Novel Proteinaceous Infectious Particles Cause Scrapie

Author: Stanley B. Prusiner Year: 1982 Source: Science, Vol. 216, No. 4542, pp. 136-144 DOI: 10.1126/science.6801762

Overview

In this landmark paper, Stanley Prusiner introduces the term “prion” to describe the infectious agent causing scrapie, a degenerative neurological disorder in sheep and goats. He provides evidence that the agent is primarily composed of protein and lacks a detectable nucleic acid genome, challenging the “central dogma” of molecular biology which states that all infectious agents must contain DNA or RNA.

Core Argument

The scrapie agent is a “proteinaceous infectious particle” (prion) that is resistant to most procedures that modify nucleic acids (e.g., UV radiation, nucleases) but is inactivated by treatments that denature or modify proteins (e.g., proteases, SDS, diethylpyrocarbonate). The agent’s unique properties distinguish it from viruses, viroids, and plasmids.

Key Findings

Resistance to Nucleic Acid Inactivation

  • Finding: The scrapie agent remains infectious after exposure to high doses of UV radiation (254 nm) and treatment with various nucleases (ribonucleases, deoxyribonucleases).
  • Argument: If the agent contained a functional nucleic acid genome, these treatments would significantly reduce its infectivity. The observed resistance suggests that the agent is either devoid of nucleic acid or its nucleic acid is extremely well-protected and very small.
  • Strength of Evidence: Strong (multiple independent methods of nucleic acid modification failed to inactivate the agent).

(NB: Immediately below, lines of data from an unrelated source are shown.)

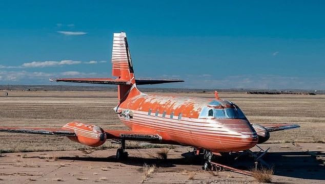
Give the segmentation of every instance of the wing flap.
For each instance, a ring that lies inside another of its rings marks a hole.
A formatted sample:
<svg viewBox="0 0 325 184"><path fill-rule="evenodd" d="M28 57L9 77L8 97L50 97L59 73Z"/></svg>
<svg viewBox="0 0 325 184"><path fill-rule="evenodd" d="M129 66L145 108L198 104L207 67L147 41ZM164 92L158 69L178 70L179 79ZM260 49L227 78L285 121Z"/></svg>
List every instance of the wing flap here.
<svg viewBox="0 0 325 184"><path fill-rule="evenodd" d="M269 132L285 130L300 127L297 124L263 125L263 126Z"/></svg>
<svg viewBox="0 0 325 184"><path fill-rule="evenodd" d="M130 81L120 79L112 78L60 78L56 79L50 79L50 81L85 83L90 84L132 85Z"/></svg>
<svg viewBox="0 0 325 184"><path fill-rule="evenodd" d="M135 79L136 85L157 84L172 82L184 82L184 80L178 79Z"/></svg>
<svg viewBox="0 0 325 184"><path fill-rule="evenodd" d="M31 127L0 127L0 132L9 133L31 133L59 136L76 136L73 131L64 130L60 128L42 128Z"/></svg>

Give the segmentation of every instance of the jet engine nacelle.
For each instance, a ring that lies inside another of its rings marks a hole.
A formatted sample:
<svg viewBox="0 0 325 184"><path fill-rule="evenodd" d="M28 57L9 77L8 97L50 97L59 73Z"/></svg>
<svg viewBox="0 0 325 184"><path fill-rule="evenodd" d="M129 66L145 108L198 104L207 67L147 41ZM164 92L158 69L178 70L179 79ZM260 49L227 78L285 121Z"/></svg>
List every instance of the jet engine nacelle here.
<svg viewBox="0 0 325 184"><path fill-rule="evenodd" d="M257 144L263 143L270 139L270 132L263 126L258 124L252 125L258 136Z"/></svg>
<svg viewBox="0 0 325 184"><path fill-rule="evenodd" d="M70 140L92 146L99 146L106 141L106 133L101 128L80 122L71 122L62 127L64 130L73 130L75 136L68 136Z"/></svg>

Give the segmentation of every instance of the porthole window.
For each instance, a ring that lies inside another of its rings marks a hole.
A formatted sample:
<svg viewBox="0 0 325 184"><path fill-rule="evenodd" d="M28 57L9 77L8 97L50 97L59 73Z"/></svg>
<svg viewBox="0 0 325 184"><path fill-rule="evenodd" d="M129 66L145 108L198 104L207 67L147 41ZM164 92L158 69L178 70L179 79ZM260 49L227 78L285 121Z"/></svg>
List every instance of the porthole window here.
<svg viewBox="0 0 325 184"><path fill-rule="evenodd" d="M166 111L164 110L164 113L162 113L162 118L165 118L165 117L166 116Z"/></svg>
<svg viewBox="0 0 325 184"><path fill-rule="evenodd" d="M180 120L181 119L181 112L179 113L178 114L178 120Z"/></svg>

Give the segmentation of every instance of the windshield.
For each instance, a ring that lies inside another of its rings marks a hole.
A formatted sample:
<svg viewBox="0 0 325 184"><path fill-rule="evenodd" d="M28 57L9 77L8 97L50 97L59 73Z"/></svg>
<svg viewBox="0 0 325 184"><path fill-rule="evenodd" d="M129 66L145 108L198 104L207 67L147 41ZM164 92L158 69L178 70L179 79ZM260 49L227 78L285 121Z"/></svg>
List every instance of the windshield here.
<svg viewBox="0 0 325 184"><path fill-rule="evenodd" d="M214 117L215 118L246 119L241 110L236 105L234 108L204 108L200 114L200 118Z"/></svg>

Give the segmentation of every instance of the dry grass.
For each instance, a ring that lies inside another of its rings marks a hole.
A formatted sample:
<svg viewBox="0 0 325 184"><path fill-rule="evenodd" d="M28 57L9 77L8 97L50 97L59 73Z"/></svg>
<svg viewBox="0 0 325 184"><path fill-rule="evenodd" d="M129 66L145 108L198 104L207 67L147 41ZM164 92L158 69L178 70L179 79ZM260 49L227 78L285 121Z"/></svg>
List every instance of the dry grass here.
<svg viewBox="0 0 325 184"><path fill-rule="evenodd" d="M168 148L161 148L159 151L157 151L156 154L158 156L161 158L167 159L167 155L170 149Z"/></svg>
<svg viewBox="0 0 325 184"><path fill-rule="evenodd" d="M52 180L53 181L65 181L65 180L64 180L63 179L62 179L61 178L52 178Z"/></svg>
<svg viewBox="0 0 325 184"><path fill-rule="evenodd" d="M107 181L108 180L108 179L107 179L106 177L101 177L99 178L99 180L102 181Z"/></svg>
<svg viewBox="0 0 325 184"><path fill-rule="evenodd" d="M219 175L218 173L216 171L212 171L211 170L207 171L209 174L210 174L212 176L218 176Z"/></svg>
<svg viewBox="0 0 325 184"><path fill-rule="evenodd" d="M189 177L188 179L190 180L194 180L195 179L195 173L193 172L189 173Z"/></svg>
<svg viewBox="0 0 325 184"><path fill-rule="evenodd" d="M147 180L147 179L150 175L155 172L155 170L156 170L156 166L154 165L150 166L145 164L142 169L143 176L142 177L141 182L144 182L145 181Z"/></svg>
<svg viewBox="0 0 325 184"><path fill-rule="evenodd" d="M273 168L265 168L257 170L252 169L251 171L253 177L254 177L257 181L263 183L271 182L272 176L274 173Z"/></svg>
<svg viewBox="0 0 325 184"><path fill-rule="evenodd" d="M104 171L108 171L108 169L110 168L109 167L103 167L101 168L100 168L100 170Z"/></svg>
<svg viewBox="0 0 325 184"><path fill-rule="evenodd" d="M117 102L116 92L29 92L31 91L11 91L10 98L2 100L0 102L0 111L3 112L2 126L60 127L73 119L82 120L86 123L96 122L96 125L104 129L127 129L113 110L107 110L112 109L116 106ZM213 94L210 93L175 95L214 98ZM262 125L293 122L301 126L299 129L275 132L267 143L325 142L323 136L325 109L319 107L325 104L325 95L311 97L227 93L219 95L222 98L232 101L238 105L252 123ZM85 97L87 98L84 98ZM311 129L313 130L313 135L310 134ZM0 152L5 153L89 149L86 146L67 141L64 137L37 135L37 138L35 139L35 135L32 134L17 136L12 133L1 133ZM14 143L12 140L14 140ZM157 145L132 143L127 146L147 148L156 146L155 145ZM107 142L99 149L116 146L118 145Z"/></svg>

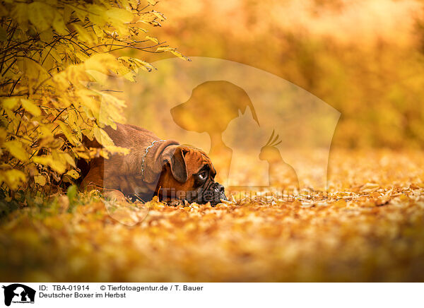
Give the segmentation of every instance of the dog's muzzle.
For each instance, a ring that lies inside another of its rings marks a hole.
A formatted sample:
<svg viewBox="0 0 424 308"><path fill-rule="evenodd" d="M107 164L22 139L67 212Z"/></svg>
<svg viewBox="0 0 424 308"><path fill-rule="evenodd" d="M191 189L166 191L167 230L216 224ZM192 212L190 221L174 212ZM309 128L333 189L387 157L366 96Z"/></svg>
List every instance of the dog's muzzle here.
<svg viewBox="0 0 424 308"><path fill-rule="evenodd" d="M225 196L224 186L218 182L213 183L208 190L205 190L199 199L201 203L211 202L213 206L220 203L221 200L228 200Z"/></svg>

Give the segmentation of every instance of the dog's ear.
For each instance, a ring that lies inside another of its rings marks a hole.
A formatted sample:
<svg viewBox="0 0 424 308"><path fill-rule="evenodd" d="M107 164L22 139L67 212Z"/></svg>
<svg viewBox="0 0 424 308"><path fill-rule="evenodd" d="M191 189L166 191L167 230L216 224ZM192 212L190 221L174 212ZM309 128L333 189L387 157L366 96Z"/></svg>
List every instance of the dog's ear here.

Sensitivity to Protein Modification

  • Finding: Infectivity is significantly reduced or eliminated by procedures that denature or chemically modify proteins, including treatment with proteinase K, trypsin, sodium dodecyl sulfate (SDS), urea, and phenol.
  • Argument: The loss of infectivity upon protein denaturation demonstrates that a protein component is essential for the agent’s ability to replicate and cause disease.
  • Strength of Evidence: Strong (consistent results across various protein-modifying treatments).

Small Molecular Size

  • Finding: Target size analysis using ionizing radiation and molecular sieve chromatography suggests a molecular weight for the infectious unit of approximately 50,000 daltons or less.
  • Argument: This size is too small to encode a protein of its own size if it were a conventional virus with a nucleic acid genome.
  • Strength of Evidence: Moderate (based on indirect measurements).

Lack of Immunogenicity

  • Finding: Extensive efforts to raise antibodies against the scrapie agent in its native form have been unsuccessful.
  • Argument: This may indicate that the prion protein is closely related to a normal host protein, leading to immunological tolerance.
  • Strength of Evidence: Moderate (observational).

Mechanisms Proposed

Prion Replication Hypotheses

Prusiner discusses several hypothetical models for how a protein-only agent could replicate:

  1. Undetected Nucleic Acid: The prion contains a very small, highly protected nucleic acid that codes for its protein(s).
  2. Reverse Translation: Information is transferred from protein to RNA or DNA (highly unorthodox and contradicts the central dogma).
  3. Protein-Directed Protein Synthesis: The prion protein directs the synthesis of more of itself (also contradicts central dogma).
  4. Host-Encoded Prion: The host genome contains the gene for the prion protein, and the infectious agent triggers its expression or post-translational modification from a normal precursor to the pathological form.

What this paper adds

This paper formalizes the prion hypothesis and provides a comprehensive experimental basis for the existence of infectious agents lacking nucleic acids. It shifted the search for the scrapie agent from virology to protein chemistry and provided a new framework for understanding other “slow virus” diseases like Creutzfeldt-Jakob disease (CJD) and kuru.

Limitations and Caveats

  • The precise chemical structure of the prion was not yet determined.
  • The possibility of a small, well-hidden nucleic acid could not be definitively excluded with 100% certainty at the time.
  • The mechanisms of replication were speculative.

Open Questions

  • What is the molecular structure of the prion protein?
  • Is the prion protein encoded by a host gene?
  • How exactly does the prion cause neuronal vacuolation and death?
  • Do prions play an etiological role in other degenerative diseases like Alzheimer’s or Parkinson’s?

How this updates or contradicts existing wiki pages

  • Alzheimer’s Disease: Prusiner mentions that prions might be involved in Alzheimer’s (as a “slow virus” candidate), which connects to early theories of AD etiology.
  • Creutzfeldt-Jakob Disease (CJD): Links CJD, kuru, and scrapie as part of a common family of transmissible spongiform encephalopathies (TSEs).